SWR4 Abendgedanken BW

SWR4 Abendgedanken BW

Es ist später Nachmittag in einer Schülerbibliothek. Der Vorlesewettbewerb für die Sechstklässler findet statt. Vorentscheid. Ich bin als Lehrer dabei. Während die kleinen Wettbewerbsteilnehmer vorne an einem Tisch sitzen und lesen, habe ich die Gelegenheit die Leute um mich herum zu studieren: Überwiegend die Mütter sind mitgekommen, ein paar Väter sind auch zu sehen. Wenn fremde Kinder dran sind, wird kritisch beäugt, Maß genommen, ob das eigene Kind eine Chance hat und es wird flüsternd ermutigt. Wenn es dann dran ist, bewegen sich beim Vorlesen die Lippen der Eltern mit, die Konzentration ist ganz auf das eigene Kind gerichtet.

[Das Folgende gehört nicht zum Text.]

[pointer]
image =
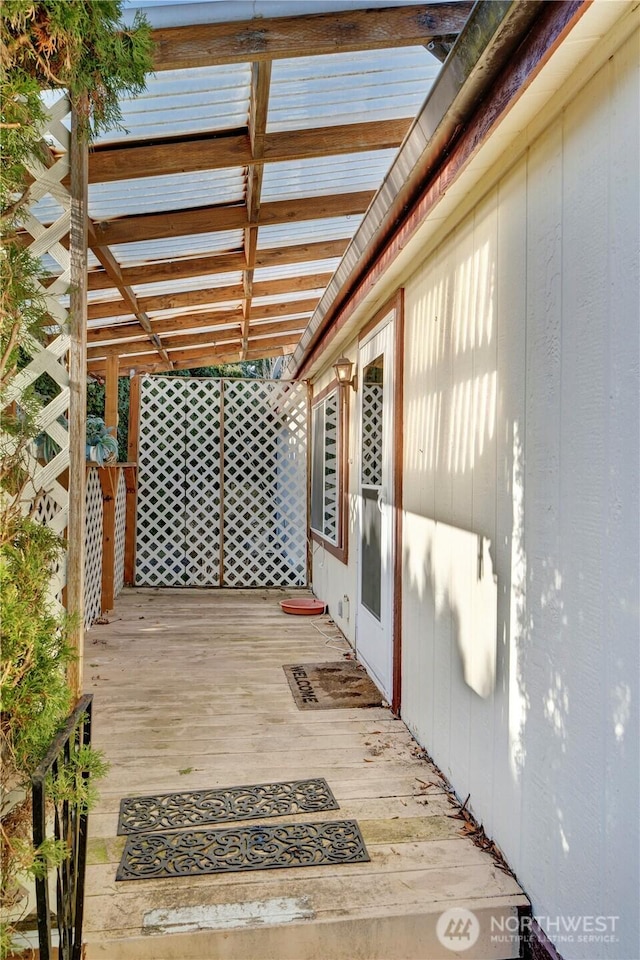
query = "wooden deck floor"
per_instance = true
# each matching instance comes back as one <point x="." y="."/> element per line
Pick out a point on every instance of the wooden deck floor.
<point x="190" y="693"/>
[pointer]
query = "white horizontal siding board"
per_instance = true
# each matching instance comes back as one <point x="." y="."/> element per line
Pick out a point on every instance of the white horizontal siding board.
<point x="482" y="468"/>
<point x="582" y="522"/>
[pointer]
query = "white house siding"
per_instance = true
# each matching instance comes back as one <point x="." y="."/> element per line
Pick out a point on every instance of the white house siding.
<point x="522" y="425"/>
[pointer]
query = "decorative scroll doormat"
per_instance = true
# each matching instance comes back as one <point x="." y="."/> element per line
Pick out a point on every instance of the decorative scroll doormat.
<point x="190" y="853"/>
<point x="327" y="686"/>
<point x="195" y="808"/>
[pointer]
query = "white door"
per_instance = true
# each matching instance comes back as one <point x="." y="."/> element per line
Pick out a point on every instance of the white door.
<point x="374" y="631"/>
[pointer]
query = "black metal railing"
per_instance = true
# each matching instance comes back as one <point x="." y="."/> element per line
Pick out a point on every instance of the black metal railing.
<point x="70" y="821"/>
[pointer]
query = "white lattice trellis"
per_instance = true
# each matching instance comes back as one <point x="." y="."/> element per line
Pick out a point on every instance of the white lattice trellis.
<point x="121" y="516"/>
<point x="93" y="549"/>
<point x="372" y="433"/>
<point x="235" y="445"/>
<point x="202" y="482"/>
<point x="50" y="359"/>
<point x="265" y="483"/>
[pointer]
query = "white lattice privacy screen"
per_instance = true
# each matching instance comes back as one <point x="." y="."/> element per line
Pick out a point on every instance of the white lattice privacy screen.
<point x="222" y="483"/>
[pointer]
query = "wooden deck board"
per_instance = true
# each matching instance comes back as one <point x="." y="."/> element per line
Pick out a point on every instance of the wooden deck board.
<point x="190" y="693"/>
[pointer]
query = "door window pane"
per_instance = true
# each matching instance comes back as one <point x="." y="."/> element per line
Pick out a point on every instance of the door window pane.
<point x="372" y="387"/>
<point x="371" y="552"/>
<point x="371" y="459"/>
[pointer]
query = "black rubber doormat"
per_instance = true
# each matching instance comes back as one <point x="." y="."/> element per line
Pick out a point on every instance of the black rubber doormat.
<point x="327" y="686"/>
<point x="190" y="853"/>
<point x="194" y="808"/>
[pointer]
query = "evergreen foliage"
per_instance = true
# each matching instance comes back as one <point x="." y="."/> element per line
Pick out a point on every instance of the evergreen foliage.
<point x="80" y="46"/>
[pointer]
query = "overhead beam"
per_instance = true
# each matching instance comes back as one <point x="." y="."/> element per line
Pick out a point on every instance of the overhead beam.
<point x="205" y="44"/>
<point x="200" y="360"/>
<point x="200" y="339"/>
<point x="220" y="263"/>
<point x="258" y="108"/>
<point x="129" y="300"/>
<point x="160" y="226"/>
<point x="216" y="152"/>
<point x="193" y="298"/>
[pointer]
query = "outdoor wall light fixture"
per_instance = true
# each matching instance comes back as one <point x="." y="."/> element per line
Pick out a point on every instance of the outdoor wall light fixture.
<point x="343" y="367"/>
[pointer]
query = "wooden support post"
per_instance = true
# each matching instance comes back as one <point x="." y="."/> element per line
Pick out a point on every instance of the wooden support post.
<point x="109" y="483"/>
<point x="78" y="390"/>
<point x="131" y="480"/>
<point x="111" y="391"/>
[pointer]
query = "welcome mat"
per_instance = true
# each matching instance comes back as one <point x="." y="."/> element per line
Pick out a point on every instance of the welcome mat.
<point x="327" y="686"/>
<point x="193" y="808"/>
<point x="193" y="852"/>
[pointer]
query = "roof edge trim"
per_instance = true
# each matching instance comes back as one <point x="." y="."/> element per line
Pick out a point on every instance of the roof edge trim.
<point x="493" y="31"/>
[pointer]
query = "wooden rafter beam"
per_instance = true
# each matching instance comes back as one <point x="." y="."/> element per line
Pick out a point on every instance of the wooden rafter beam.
<point x="160" y="226"/>
<point x="216" y="152"/>
<point x="182" y="359"/>
<point x="129" y="299"/>
<point x="220" y="263"/>
<point x="204" y="44"/>
<point x="204" y="359"/>
<point x="258" y="109"/>
<point x="201" y="339"/>
<point x="193" y="298"/>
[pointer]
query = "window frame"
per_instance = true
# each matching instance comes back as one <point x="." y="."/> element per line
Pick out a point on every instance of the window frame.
<point x="338" y="547"/>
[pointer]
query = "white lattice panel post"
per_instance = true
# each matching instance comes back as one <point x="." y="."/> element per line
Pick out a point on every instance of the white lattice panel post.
<point x="92" y="600"/>
<point x="121" y="517"/>
<point x="50" y="361"/>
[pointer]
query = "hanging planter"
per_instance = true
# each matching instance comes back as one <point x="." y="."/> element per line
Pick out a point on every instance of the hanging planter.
<point x="102" y="446"/>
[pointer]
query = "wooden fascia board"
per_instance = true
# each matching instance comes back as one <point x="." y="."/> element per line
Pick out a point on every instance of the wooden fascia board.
<point x="131" y="331"/>
<point x="193" y="298"/>
<point x="216" y="152"/>
<point x="205" y="44"/>
<point x="220" y="263"/>
<point x="200" y="360"/>
<point x="160" y="226"/>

Wenn alles glatt läuft, ist die Erleichterung im Gesicht der Eltern deutlich abzulesen, bei Versprechern oder Verzögerungen halten sie die Luft an. Kurz gesagt: Sie fiebern mit. Und wenn der Sohn oder die Tochter wieder zurückkommt, wird gelobt, ermutigt oder getröstet. Das ganze wiederholt sich und spitzt sich zu, als die Jury bekanntgibt, wer gewonnen hat.
Wenn ich das von außen beobachte, wie Eltern mit ihren Kindern mitfiebern und sie für die Größten halten, finde ich das einfach nur schön. Klar habe ich als Lehrer auch mit Schülern zu tun, deren Leistung nicht zu ihrem starken Selbstbewußtsein paßt. Aber es gibt mehr, die innerlich aufgebaut werden müssen.
Und wenn ich diese mitfiebernden Eltern sehe, dann wünsche ich mir nur noch eines: Dass alle Kinder solche Eltern haben könnten, die ihnen Rückhalt geben, Mut machen, sie trösten und mit ihnen mitfiebern, damit ihr Leben gelingt. Und nicht nur Eltern, sondern auch Großeltern, Lehrer, Freunde, Kollegen und Chefs und eine innere Stimme, die ihnen dies zusagt.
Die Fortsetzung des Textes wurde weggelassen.